Should you go slowly and overlap each swing to ensure you miss nothing? Or should you walk at a reasonable pace, and not cover every inch of ground? By overlapping you might find everything that is in front of you, but it’s going to take you longer than your mate to cover the same amount of ground as him. Two detectorists, Fred and George, using the same size search head at the same speed of swing will cover different amounts of ground. Fred might only cover half the distance of George but he will get maximum depth over a smaller piece of land; whereas George will certainly cover a greater distance but at slightly less depth, and not as thoroughly. They are both wrong, and both right for different reasons. There used to be a saying “a miss is as good as a mile”. The reality is, if you are an inch out, then you could miss a target. To get that maximum depth you are going to have to overlap each of your swings, which means it’s going to take you twice as long to cover the same amount of ground!
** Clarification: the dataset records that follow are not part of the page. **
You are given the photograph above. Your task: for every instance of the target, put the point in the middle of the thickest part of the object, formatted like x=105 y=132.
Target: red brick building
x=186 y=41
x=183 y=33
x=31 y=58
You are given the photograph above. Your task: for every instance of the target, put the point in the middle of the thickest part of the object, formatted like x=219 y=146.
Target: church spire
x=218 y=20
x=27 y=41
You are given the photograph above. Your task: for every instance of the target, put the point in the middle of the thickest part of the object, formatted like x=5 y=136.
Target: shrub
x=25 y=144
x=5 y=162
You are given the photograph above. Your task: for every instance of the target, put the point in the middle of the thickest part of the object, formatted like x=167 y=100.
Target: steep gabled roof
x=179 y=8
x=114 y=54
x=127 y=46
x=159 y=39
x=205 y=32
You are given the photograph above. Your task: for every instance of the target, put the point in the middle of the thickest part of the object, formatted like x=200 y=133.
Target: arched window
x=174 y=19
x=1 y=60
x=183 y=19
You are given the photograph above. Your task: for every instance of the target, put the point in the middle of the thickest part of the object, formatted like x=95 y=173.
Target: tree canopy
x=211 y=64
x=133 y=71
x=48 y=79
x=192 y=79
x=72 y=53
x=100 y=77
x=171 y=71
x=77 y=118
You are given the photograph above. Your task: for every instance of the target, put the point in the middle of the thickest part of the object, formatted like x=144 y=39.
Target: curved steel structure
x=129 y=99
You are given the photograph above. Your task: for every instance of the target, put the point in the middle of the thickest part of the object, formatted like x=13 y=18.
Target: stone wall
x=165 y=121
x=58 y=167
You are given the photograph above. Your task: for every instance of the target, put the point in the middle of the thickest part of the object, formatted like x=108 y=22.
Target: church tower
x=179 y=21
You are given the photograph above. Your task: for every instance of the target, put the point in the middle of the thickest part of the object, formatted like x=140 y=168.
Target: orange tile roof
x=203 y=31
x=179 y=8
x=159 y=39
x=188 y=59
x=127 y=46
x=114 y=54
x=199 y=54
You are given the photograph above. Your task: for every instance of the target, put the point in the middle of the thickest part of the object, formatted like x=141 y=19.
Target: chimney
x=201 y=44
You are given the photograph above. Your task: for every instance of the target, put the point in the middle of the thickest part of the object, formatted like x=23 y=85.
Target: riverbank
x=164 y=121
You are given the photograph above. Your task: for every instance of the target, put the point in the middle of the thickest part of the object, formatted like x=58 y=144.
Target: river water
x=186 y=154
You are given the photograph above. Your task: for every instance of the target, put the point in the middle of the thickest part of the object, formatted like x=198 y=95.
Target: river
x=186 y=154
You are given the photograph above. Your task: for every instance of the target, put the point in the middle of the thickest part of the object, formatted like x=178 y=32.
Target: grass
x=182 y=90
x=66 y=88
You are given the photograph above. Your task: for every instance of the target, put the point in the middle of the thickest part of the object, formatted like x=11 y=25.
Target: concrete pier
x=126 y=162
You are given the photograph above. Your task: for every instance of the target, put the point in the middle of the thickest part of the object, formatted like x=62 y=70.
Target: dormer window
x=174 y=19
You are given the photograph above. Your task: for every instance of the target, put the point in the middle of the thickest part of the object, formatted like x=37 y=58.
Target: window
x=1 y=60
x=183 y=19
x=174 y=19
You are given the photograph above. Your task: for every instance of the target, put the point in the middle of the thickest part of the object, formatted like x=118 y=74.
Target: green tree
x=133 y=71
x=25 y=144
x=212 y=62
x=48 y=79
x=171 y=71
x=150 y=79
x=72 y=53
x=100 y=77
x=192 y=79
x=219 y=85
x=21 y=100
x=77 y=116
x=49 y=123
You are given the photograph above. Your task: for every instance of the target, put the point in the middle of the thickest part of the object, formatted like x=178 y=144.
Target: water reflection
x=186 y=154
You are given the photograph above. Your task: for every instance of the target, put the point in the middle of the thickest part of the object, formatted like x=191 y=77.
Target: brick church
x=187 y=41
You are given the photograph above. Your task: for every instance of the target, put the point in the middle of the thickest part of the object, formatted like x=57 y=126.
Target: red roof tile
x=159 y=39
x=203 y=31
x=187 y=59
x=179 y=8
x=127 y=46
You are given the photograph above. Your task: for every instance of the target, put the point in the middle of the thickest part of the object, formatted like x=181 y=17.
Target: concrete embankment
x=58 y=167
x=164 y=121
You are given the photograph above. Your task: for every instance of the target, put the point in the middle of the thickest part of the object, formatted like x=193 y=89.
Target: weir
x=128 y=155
If you are going to do this methodically you should be detecting between two rows of string so you don’t miss anything. By stringing a section a 3 feet wide, and overlapping you will know that you have done that piece of ground thoroughly, and you have not missed a thing within range of your detector. So if George misses a target, he will not know that he has missed it, and Fred will never know what he might have got as he will never reach the other side of the field! It’s entirely up to you!

New For Old

When I was a boy a tanner was sixpence; a bob was a shilling; and half a crown was two bob and a tanner. So now 3 feet is about 1 metre, and 4 inches is about 10 centimetres.